Лопаты - страница 2



Началась месса, я в последний раз взглянул на слепые затылки родителей, затем встал и быстро вышел из церкви. Я знал, что отец ни в коем случае не уйдет раньше, чем закончится месса, да и потом по своему обычаю, вальяжно пройдется по городу, раздавая свои лизоблюдские приветствия, поэтому, ранее, чем через два часа они не попадут домой, а значит и не начнут искать меня.

Сделав только первый шаг, я ощутил себя, как будто другим, мое сознание обнулилось, словно ничего и не было до этого момента, на ситуацию остро реагировал только организм. Мое сердце билось в бешеном ритме, отдавая пульсирующим эхом в висках, а в ногах появилась такая легкость, словно их тащила упряжка собак. Столь различимые и запоминающиеся картины по дороге в приход, сейчас превратились в один длинный мазок. Я бежал, а в голове вертелась только одна мысль: жизнь уже никогда не будет прежней, этот день, окно в новый мир, но оно отнюдь не на первом этаже и если я не удачно спрыгну, то могу остаться хромым на всю жизнь, а возможно и сверну себе шею.

Всего через несколько минут я забежал в дом, поднявшись в свою комнату, я еще раз проверил рюкзак, со своими скромными пожитками, который собрал прошлой ночью. Удостоверившись, что ничего не забыл, с замиранием сердца, я пошел в комнату отца. Я уже нисколько не колебался, но состояние мое сложно назвать хладнокровным. Еще бы, впервые я совершал преступление, кражу, и у кого. Но вдруг мне пришла мысль, от которой я не произвольно улыбнулся сам себе и даже внутреннее напряжение ушло на нет. Я быстро сбегал на двор и прихватил с собой кусок навоза. Затем поднялся, забрал деньги, а вместо купюр аккуратно завернул в ту самую бархатную тряпицу мой эквивалент его любви. Моя улыбка стала еще шире, когда я представил его лицо в момент обнаружения подмены. Впрочем, это заставит его мной гордится, ибо я совершил замечательную сделку – произвел обмен, по самому выгодному для меня курсу. При этой мысли я рассмеялся в голос, как душевно больной и рванул к железнодорожному вокзалу.

Всего час спустя после моего успешного побега я спокойно трясся в поезде, который увозил меня подальше от родного города. За свои восемнадцать лет, я нигде не был. Отец никогда не брал меня с собой в другие города, куда иногда ездил по своим делам, считая это дополнительными и не позволительными расходами.

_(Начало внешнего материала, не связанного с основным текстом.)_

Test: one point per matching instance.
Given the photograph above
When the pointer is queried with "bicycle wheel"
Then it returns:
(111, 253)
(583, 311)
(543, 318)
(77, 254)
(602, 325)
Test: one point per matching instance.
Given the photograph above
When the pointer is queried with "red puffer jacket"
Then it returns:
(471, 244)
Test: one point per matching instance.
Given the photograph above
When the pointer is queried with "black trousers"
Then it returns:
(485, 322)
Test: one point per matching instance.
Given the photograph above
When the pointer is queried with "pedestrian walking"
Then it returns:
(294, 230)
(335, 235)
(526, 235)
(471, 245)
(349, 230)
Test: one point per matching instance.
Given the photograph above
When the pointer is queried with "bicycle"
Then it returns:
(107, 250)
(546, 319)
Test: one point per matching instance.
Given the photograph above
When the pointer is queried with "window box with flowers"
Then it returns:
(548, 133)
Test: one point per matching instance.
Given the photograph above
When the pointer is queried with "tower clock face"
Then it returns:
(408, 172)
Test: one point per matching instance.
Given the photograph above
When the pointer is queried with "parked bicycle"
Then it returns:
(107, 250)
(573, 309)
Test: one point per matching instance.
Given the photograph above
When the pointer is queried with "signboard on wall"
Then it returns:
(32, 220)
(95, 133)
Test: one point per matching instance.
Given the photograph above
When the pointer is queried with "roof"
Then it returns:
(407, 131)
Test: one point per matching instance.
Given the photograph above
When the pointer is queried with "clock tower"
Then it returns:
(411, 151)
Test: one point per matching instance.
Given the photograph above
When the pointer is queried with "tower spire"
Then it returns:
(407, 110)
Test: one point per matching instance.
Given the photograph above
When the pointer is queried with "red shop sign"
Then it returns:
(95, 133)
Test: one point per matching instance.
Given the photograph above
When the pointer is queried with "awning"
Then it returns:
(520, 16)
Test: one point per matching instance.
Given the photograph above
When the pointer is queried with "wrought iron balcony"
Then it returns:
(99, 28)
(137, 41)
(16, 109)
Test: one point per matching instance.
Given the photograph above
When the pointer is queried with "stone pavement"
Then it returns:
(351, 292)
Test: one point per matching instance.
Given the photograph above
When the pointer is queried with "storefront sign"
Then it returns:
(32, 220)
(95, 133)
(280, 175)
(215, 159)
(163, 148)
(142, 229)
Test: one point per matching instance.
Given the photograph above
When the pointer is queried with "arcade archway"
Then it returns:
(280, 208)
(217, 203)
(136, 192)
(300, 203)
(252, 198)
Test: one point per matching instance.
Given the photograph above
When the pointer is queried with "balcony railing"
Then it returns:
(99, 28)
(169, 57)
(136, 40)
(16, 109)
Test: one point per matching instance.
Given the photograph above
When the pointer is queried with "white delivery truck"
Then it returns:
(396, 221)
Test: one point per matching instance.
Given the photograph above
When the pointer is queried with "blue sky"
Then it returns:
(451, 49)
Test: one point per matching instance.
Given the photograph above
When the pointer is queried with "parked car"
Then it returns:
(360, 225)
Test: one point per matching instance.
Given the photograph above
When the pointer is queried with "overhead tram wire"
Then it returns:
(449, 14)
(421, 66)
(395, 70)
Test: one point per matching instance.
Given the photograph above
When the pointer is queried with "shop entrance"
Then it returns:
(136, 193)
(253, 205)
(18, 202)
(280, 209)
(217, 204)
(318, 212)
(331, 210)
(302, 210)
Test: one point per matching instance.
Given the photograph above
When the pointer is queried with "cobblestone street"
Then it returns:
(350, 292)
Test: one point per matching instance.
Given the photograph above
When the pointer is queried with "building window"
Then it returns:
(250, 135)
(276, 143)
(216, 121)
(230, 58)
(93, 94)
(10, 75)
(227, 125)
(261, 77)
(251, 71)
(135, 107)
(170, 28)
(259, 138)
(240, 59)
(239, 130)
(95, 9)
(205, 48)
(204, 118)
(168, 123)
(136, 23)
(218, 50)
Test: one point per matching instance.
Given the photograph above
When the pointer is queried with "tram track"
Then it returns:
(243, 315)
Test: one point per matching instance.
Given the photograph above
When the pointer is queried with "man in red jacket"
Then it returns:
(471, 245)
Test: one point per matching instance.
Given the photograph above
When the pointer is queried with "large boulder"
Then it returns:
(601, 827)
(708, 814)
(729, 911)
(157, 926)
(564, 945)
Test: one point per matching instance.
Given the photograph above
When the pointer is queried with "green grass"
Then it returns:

Он думал, что великолепно возмещает это своими рассказами, но после поразительно живописных картин, которые рисовал в моем воображении мистер Бишоп своими историями, его казались зарисовками черно-белой пастелью.

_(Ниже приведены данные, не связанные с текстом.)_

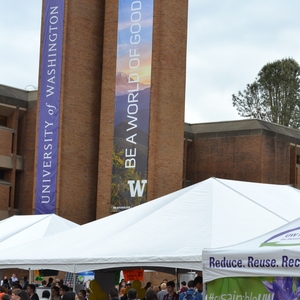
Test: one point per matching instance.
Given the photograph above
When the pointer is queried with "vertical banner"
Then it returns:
(132, 104)
(48, 124)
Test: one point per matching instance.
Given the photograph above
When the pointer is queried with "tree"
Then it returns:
(274, 95)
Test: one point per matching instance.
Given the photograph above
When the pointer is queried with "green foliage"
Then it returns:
(274, 95)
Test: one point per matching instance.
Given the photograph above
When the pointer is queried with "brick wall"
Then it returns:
(4, 197)
(79, 114)
(165, 152)
(262, 158)
(6, 142)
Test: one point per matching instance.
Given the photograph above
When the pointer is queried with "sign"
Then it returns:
(49, 106)
(254, 288)
(132, 104)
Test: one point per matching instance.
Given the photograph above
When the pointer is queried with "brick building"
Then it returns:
(86, 121)
(178, 154)
(247, 150)
(250, 150)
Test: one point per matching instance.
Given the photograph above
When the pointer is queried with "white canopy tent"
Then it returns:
(170, 231)
(273, 254)
(20, 229)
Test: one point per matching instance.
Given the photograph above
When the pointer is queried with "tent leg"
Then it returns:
(74, 280)
(204, 291)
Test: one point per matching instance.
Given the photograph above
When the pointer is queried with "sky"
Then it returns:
(229, 41)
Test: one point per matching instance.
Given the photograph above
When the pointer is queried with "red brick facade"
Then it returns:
(249, 150)
(266, 155)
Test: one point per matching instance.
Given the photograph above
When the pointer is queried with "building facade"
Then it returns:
(178, 154)
(248, 150)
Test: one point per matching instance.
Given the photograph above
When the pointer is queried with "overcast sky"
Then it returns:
(229, 41)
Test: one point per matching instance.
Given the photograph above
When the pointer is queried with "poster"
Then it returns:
(49, 107)
(132, 104)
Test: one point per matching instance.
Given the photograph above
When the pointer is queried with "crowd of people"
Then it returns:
(11, 289)
(166, 291)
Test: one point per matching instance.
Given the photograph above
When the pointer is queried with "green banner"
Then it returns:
(254, 288)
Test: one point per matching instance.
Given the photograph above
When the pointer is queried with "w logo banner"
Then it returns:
(132, 104)
(136, 188)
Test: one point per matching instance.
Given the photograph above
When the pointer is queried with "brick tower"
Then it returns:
(87, 105)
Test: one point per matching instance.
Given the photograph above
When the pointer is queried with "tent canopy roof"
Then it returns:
(20, 229)
(170, 231)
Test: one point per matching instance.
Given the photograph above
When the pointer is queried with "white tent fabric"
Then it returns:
(170, 231)
(273, 254)
(20, 229)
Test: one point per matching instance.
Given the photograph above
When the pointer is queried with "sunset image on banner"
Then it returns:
(132, 104)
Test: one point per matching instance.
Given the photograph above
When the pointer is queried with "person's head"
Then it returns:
(14, 293)
(15, 284)
(132, 294)
(82, 293)
(46, 294)
(69, 296)
(5, 297)
(63, 289)
(155, 288)
(113, 293)
(171, 287)
(198, 283)
(23, 295)
(55, 291)
(30, 289)
(147, 285)
(191, 284)
(150, 294)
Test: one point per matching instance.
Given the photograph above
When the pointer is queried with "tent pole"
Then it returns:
(204, 291)
(74, 279)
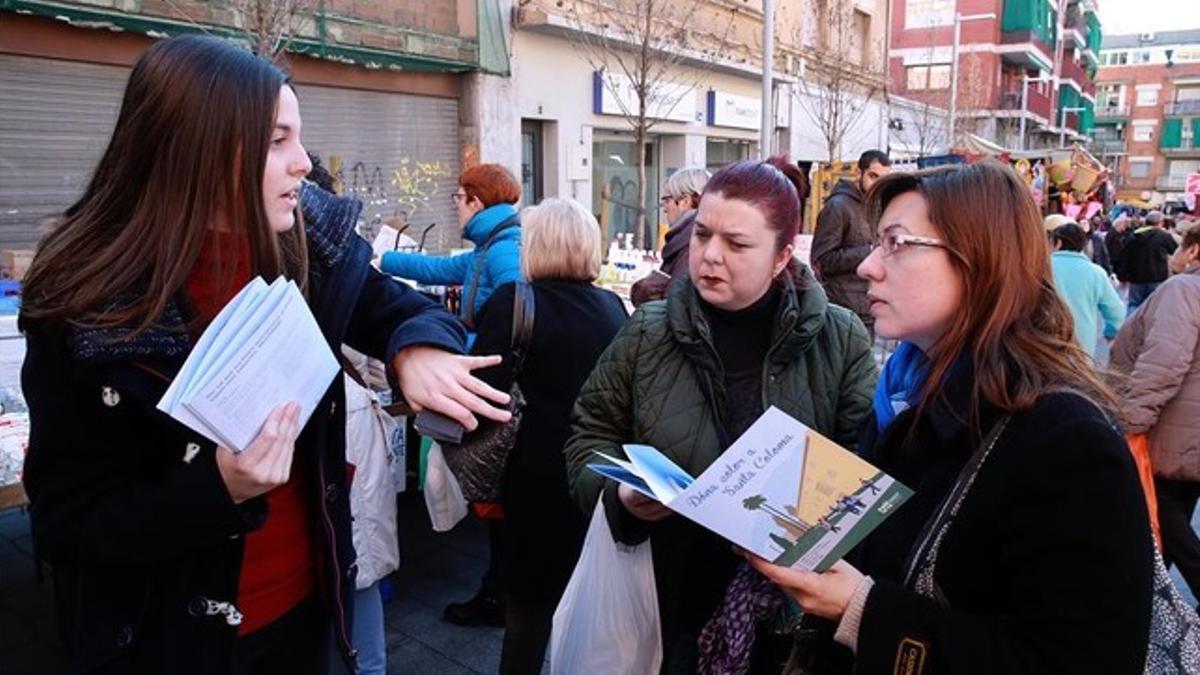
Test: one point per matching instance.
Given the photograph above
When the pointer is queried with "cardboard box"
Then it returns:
(15, 262)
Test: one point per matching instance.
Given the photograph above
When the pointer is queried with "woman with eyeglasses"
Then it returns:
(747, 328)
(1026, 547)
(486, 202)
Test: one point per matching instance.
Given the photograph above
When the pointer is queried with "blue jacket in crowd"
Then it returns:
(501, 266)
(1089, 293)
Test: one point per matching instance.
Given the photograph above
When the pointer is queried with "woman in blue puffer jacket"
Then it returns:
(486, 202)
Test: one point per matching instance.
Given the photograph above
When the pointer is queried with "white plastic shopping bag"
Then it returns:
(607, 622)
(443, 497)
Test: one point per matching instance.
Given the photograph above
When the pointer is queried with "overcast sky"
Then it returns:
(1122, 17)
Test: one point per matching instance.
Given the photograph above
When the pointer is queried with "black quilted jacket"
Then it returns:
(646, 389)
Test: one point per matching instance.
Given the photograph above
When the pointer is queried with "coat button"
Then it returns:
(109, 396)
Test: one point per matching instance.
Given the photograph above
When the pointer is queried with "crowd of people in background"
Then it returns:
(1027, 543)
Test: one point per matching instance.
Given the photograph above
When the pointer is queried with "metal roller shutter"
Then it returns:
(397, 153)
(55, 120)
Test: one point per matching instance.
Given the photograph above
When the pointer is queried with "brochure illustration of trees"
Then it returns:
(781, 491)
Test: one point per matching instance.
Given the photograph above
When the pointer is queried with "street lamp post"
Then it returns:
(954, 64)
(1025, 100)
(1062, 123)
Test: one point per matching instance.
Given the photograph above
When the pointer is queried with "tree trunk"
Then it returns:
(642, 239)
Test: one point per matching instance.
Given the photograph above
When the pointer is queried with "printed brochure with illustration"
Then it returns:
(781, 491)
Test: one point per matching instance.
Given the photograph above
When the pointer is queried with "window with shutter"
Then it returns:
(1173, 133)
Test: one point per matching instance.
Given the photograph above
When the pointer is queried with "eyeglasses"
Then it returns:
(893, 242)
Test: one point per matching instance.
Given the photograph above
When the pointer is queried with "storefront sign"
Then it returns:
(733, 111)
(613, 94)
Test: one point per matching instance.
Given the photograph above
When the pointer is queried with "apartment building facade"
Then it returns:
(1025, 69)
(1147, 112)
(382, 84)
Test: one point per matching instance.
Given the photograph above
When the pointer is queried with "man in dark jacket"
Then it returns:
(1145, 258)
(844, 238)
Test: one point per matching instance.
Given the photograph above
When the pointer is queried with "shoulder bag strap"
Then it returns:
(919, 566)
(468, 304)
(523, 309)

Со мной в купе сидели еще трое. Лысоватый интеллигентный мужчина, который читал газету и то и дело поправлял очки на переносице, но интеллигентность его оказалось напускной, это я понял после того, как он вытащил арахис и начал громко сплевывать кожуру в руку. Рядом с ним сидела молодая особа, по всему видно студентка. Самое примечательное в ней был ее римский профиль. При каждом ее повороте в сторону окна, он перекрывал мне солнечный свет, так что он еле брезжил, через ее огромные крылья носа. А слева от меня сидел огромная детина, не понятного мне возраста. Лицом он выглядел очень молодо, но седина в волосах, загрубевшие руки и тучность, выдавали его не юный возраст. Он сидел в позе священника, держа руки на коленях, прикрывая огромными ладонями книгу, аккуратно завернутую в газету, от чего он казался еще более нелепым.